It was hella Monday today. Garfield style.
I had a bad night. Lots of angst and discomfort and couldn’t sleep and then the nausea kicked in about 4am. I tried to fix it with ginger candy and a late night oatmeal bar but finally had to admit that it was not just a little stress, but serious nausea on the horizon and took a compazine at about 5:30. Ellie is an excellent middle-of-the-night-whats-that-noise-are-you-ok caretaker and helped me out.
The capecitabine side-effects timing seem to be a little like the opposite of the oxaliplatin. I got all the OX effects last week, then felt better for a few days, and now as I near the end of this cycle (only 4 pills left in about 4 hours!) I am getting hit with the CAP effects as it builds up. It’s mostly nausea and heartburn.
I get a week off starting tomorrow to let my blood counts build back up to a level it’s safe to give me more drugs, and I am looking forward to it.
I am also looking forward to moving to a new regimen at a new hospital. I met with my new oncologist at Froedtert and she was great. Super realistic, but also ready to be aggressive and help me have the best chance to tilt the odds in my favor. Other pros: She’s a woman, which I have to say, I am gonna try and stay away from male doctors from now on. I am saying that as a white male. I can’t imagine what healthcare is like for everyone not living in cheat mode like I am lucky enough to experience. She’s also left-handed. Don’t ask me why that is comforting, it just is.
She agreed it was good that I started chemo as early as possible, but wants to switch me to a new regimen referred to as FOLFIRINOX. It’s three drugs (and a chaser) instead of two. It’s two week cycles instead of three. I have longer infusion appointments, and get to wear a pump on a fanny pack that connects to my port for 48 hours every couple weeks, but I don’t have to take pills or keep any toxic medicine in my home anymore. Side effects are basically the same in terms of what to expect, though some may be more intense (nausea, diarrhea). I am referred to as “young and fit” for the first time in decades, so I expect it will be a bad time but I can get through it.
They’ll monitor me and give me stuff to boost white blood cells and change dosages as needed, but don’t expect to see me at any events much, especially as the temperatures drop below 75 degrees. The cold sensitivity is no joke. Neither is COVID. Don’t take it personal if I start standing way back or don’t invite folks in. It would be just my luck to respond well to chemo and die of a respiratory disease or some stupid infection, so like, nuh-uh.
The plan is to do chemo cycles until mid-November when I will have another round of imaging to see how the millions of little fuckers inside me are responding. If I am very lucky they stopped spreading, but didn’t completely disappear, so some very confident surgeons can go in with robot melon-ballers and tiny power washers full of acid and clear out my liver, while I lose most of my sigmoid colon at the same time.

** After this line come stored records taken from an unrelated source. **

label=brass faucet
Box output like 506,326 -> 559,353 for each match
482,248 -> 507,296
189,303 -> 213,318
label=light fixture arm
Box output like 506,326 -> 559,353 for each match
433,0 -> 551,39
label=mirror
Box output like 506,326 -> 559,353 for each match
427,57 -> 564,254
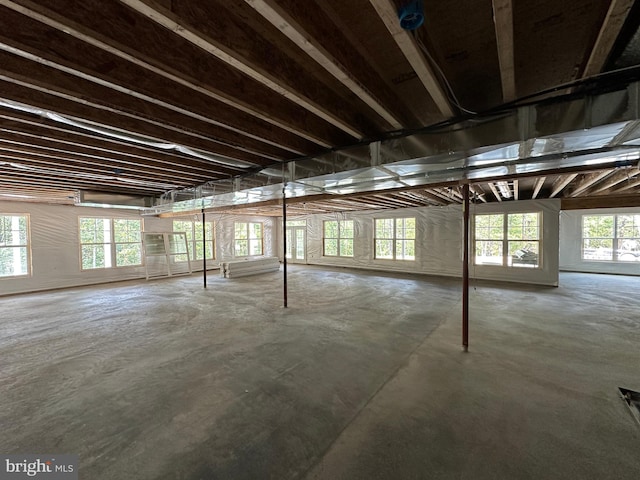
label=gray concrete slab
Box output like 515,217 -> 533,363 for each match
0,266 -> 640,480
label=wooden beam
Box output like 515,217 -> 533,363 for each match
560,194 -> 640,210
0,36 -> 313,156
569,169 -> 613,197
493,0 -> 516,102
582,0 -> 634,78
531,177 -> 547,200
245,0 -> 403,130
487,182 -> 502,202
119,0 -> 364,138
369,0 -> 455,118
590,167 -> 640,193
0,0 -> 336,147
549,173 -> 578,198
0,78 -> 274,167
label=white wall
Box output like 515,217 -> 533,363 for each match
0,202 -> 277,295
560,207 -> 640,275
296,200 -> 560,286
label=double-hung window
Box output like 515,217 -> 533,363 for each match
474,212 -> 542,268
323,220 -> 354,257
582,214 -> 640,262
233,222 -> 263,257
79,217 -> 142,270
173,220 -> 215,262
374,217 -> 416,260
0,214 -> 31,277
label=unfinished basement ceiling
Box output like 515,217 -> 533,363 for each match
0,0 -> 640,211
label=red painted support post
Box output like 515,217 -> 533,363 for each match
282,183 -> 287,308
462,183 -> 469,352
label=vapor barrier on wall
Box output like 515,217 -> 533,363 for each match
0,202 -> 278,295
292,200 -> 560,286
560,207 -> 640,275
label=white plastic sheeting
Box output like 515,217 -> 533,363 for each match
305,200 -> 560,286
560,207 -> 640,275
0,201 -> 277,295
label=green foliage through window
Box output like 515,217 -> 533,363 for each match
374,217 -> 416,260
323,220 -> 354,257
0,215 -> 30,277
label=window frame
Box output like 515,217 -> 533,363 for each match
78,216 -> 145,272
580,212 -> 640,264
171,219 -> 216,262
0,212 -> 33,280
471,210 -> 544,270
373,217 -> 417,262
322,220 -> 356,258
233,221 -> 264,257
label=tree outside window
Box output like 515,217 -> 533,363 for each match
0,215 -> 31,277
474,212 -> 542,268
582,214 -> 640,262
79,217 -> 142,270
323,220 -> 354,257
233,222 -> 263,257
374,218 -> 416,260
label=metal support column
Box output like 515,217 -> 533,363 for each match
202,208 -> 207,288
282,183 -> 287,308
462,183 -> 469,352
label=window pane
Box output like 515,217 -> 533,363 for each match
249,239 -> 262,255
582,215 -> 614,238
235,240 -> 249,257
324,221 -> 338,238
509,241 -> 540,268
340,220 -> 353,238
376,240 -> 393,259
82,245 -> 107,270
376,218 -> 393,239
582,238 -> 613,260
116,243 -> 142,267
324,238 -> 338,257
396,240 -> 416,260
340,238 -> 353,257
233,222 -> 248,240
475,240 -> 502,265
249,223 -> 262,238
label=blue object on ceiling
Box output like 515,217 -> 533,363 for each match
398,0 -> 424,30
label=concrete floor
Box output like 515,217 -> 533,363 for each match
0,266 -> 640,480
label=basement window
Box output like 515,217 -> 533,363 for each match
474,212 -> 542,268
79,217 -> 142,270
0,214 -> 31,277
323,220 -> 353,257
173,220 -> 215,262
374,217 -> 416,260
233,222 -> 263,257
582,214 -> 640,262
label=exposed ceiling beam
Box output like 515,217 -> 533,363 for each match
531,177 -> 547,200
119,0 -> 364,138
549,173 -> 578,198
0,37 -> 309,155
245,0 -> 403,130
487,182 -> 502,202
0,0 -> 332,147
583,0 -> 634,77
493,0 -> 516,102
369,0 -> 455,118
590,167 -> 640,193
569,170 -> 613,197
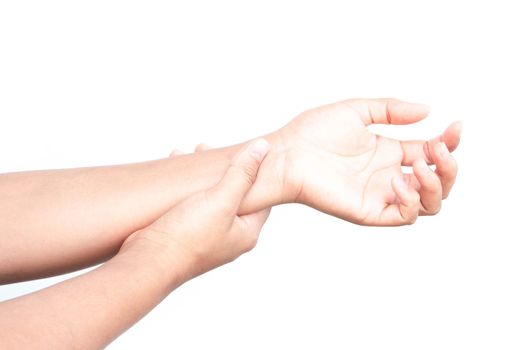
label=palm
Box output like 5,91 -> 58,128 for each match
283,101 -> 458,225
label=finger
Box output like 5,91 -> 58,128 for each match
380,177 -> 419,226
433,143 -> 458,199
234,208 -> 270,252
401,122 -> 462,166
212,139 -> 270,212
170,148 -> 184,158
195,143 -> 211,153
414,159 -> 442,215
346,98 -> 430,125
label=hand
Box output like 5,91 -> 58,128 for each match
121,139 -> 270,278
277,99 -> 461,226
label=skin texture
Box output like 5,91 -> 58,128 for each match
0,140 -> 270,349
0,99 -> 461,283
0,99 -> 461,349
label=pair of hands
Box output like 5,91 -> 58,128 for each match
122,99 -> 461,278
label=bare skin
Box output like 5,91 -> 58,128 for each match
0,99 -> 460,283
0,140 -> 270,350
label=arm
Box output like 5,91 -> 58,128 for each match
0,143 -> 269,349
0,135 -> 282,283
0,99 -> 461,283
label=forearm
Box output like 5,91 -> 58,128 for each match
0,234 -> 190,349
0,130 -> 283,283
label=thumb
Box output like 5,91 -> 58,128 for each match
215,139 -> 270,210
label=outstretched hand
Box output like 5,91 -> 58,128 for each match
278,99 -> 461,226
168,99 -> 461,226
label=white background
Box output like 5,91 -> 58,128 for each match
0,1 -> 525,350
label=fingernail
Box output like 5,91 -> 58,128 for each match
394,176 -> 408,190
438,142 -> 450,158
250,139 -> 270,161
458,122 -> 463,137
416,159 -> 431,173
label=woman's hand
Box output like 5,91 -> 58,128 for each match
272,99 -> 461,226
121,139 -> 270,279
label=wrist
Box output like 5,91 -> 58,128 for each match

If not, then 3 more months and look again. Meanwhile I am going to be the best patient that ever stuck their tongue out and said “aaaaah.” and try and give myself the best chance to win this golden ticket.
In good news, I finally found something I am good at. According to the oncologist “You’re really good at tolerating chemo!” and while it’s only been a single cycle, I hope that’s true and I maintain the sorta basic functionality of life I have been so far while this shit sucks the health out of me.
This update wasn’t very fun or funny. I am a sleepy boy. I am however in a mood to share, so if anyone reading this has any questions, shoot! I mean not just about cancer. I can do trivia too.